Menig museumbezoeker heeft gefantaseerd over de Hope Diamond. Hoe zou het voelen om het koele gewicht van die walnootgrote blauwe plas van een diamant aan je nek te laten hangen?
Maar niet veel mensen hebben het beroemde juweel gekregen. Dus toen Smithsonian reader John Langlois ons dit 1944-beeld stuurde van zijn moeder, Ethel Galagan, met het om haar nek, waren we geïntrigeerd.
Galagan was een medewerker van het Government Printing Office tijdens de Tweede Wereldoorlog. Om de een of andere reden, en Langlois weet niet precies waarom, maar Galagan was uitgenodigd voor een feest in het huis van de rijke socialite Evalyn Walsh McLean, de toenmalige eigenaar van de Hope Diamond, in Washington, DC.
De feesten van McLean waren legendarisch. Volgens Richard Kurin, in zijn boek, Hope Diamond: The Legendary History of a Cursed Gem, heeft McLean kosten noch moeite gespaard en de gastenlijst bevatte "diplomaten en hoogwaardigheidsbekleders, royalty's en nationale leiders, New Dealers en Republikeinen, geleerden en entertainers." Kurin is de ondersecretaris van Smithsonian voor geschiedenis, kunst en cultuur.
Volgens Langlois beweerde zijn moeder altijd dat generaal Omar Bradley, die op dat moment drie sterren had behaald in zijn uiteindelijke vijfsterrenranglijst, en de invloedrijke Associate Justice van het Supreme Court Hugo Black tot die avond behoorden bij de elite.
Ondanks de status van Galagan zonder A-lijst, vroeg McLean haar nieuwe vriend om in de rij te gaan staan en gasten te begroeten toen ze binnenkwamen.
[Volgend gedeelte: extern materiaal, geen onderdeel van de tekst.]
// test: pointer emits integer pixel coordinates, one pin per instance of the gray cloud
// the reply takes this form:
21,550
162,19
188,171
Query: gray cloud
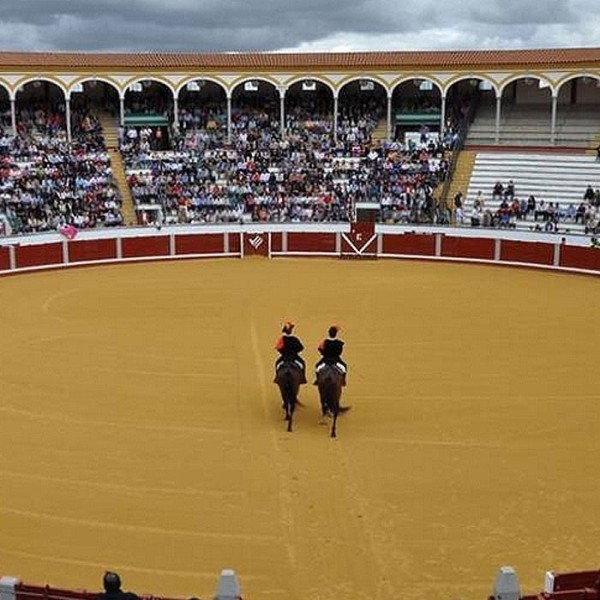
270,25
Later die avond vond McLean Galagan en klaagde: "Dit ding is zo verdomd zwaar - je draagt het een tijdje!" En sloeg de ketting om de nek van Galagan. Een vriend had een camera, dus haar ontmoeting met de Hope Diamond werd vastgelegd op film voor het nageslacht.
En hoe is zo'n enorme rots in het bezit gekomen van zo'n feestmeisje als Evalyn McLean, kun je je afvragen? "Onconventioneel, jong, rijk en verwend" waren de woorden die Kurin gebruikte om de McLeans te beschrijven - Evalyn en haar toenmalige echtgenoot, Edward Beale McLean - ten tijde van de aankoop van de edelsteen in 1911.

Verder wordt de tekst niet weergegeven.